Processor feature support
64 bit windows benefits
Since version 3.00 MLwiN has been available as a 64-bit application. This allows it to make full use of the memory installed on the system, as well as make use of some newer processor instructions.
Multi-core, multi-processor possible benefits
MLwiN has been designed for a single CPU and is single-threaded. In multi-processor environments the most benefit MLwiN would gain would be that it could have one of the CPUs to itself without having to fight with other applications and the operating system. If you run MLwiN via R2MLwiN or Stat-JR then you can take advantage of multiple cores by running parallel MCMC chains.
Redesigning MLwiN to take advantage of multiple processors would be a major undertaking, for which we have no immediate plans.
We are currently re-designing our network, which means that our MLwiN users will have to access the data MLwiN uses through a Citrix-"window" and they will not be allowed to put the data onto their local hard disk. This means that MLwiN cannot run on their computers but must reside in the secure network, and either be processed on the Citrix-server/Citrix-desktop, or running on a dedicated application-server
We do not have a Citrix system here to test MLwiN on, so cannot give a definitive answer, however we have had reports of people using MLwiN successfully on this and similar systems. MLwiN 2.10 should have more success that previous versions as it no longer attempts to write files temporarily to its program directory.
One thing to note is that MLwiN loads the whole data set being analysed into memory, so if your users are running models on large data sets on the same machine you may run into memory issues.
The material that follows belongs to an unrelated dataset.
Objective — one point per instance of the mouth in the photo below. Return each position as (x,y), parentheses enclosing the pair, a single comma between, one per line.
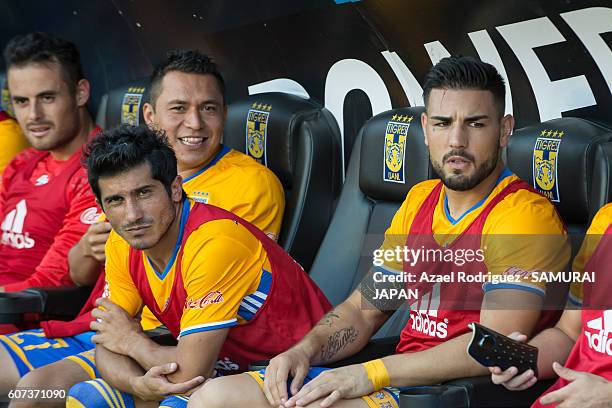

Running more complex models can also be quite CPU intensive. Whether this is an issue for you will depend on the number of processors in your server machine and the number of simultaneous MLwiN users. Each instance of MLwiN can only make use of a single processor, so as long as the number of copies running a model is less than or equal to the number of processors in the machine there should be no slowdown compared with running it on the user's machine.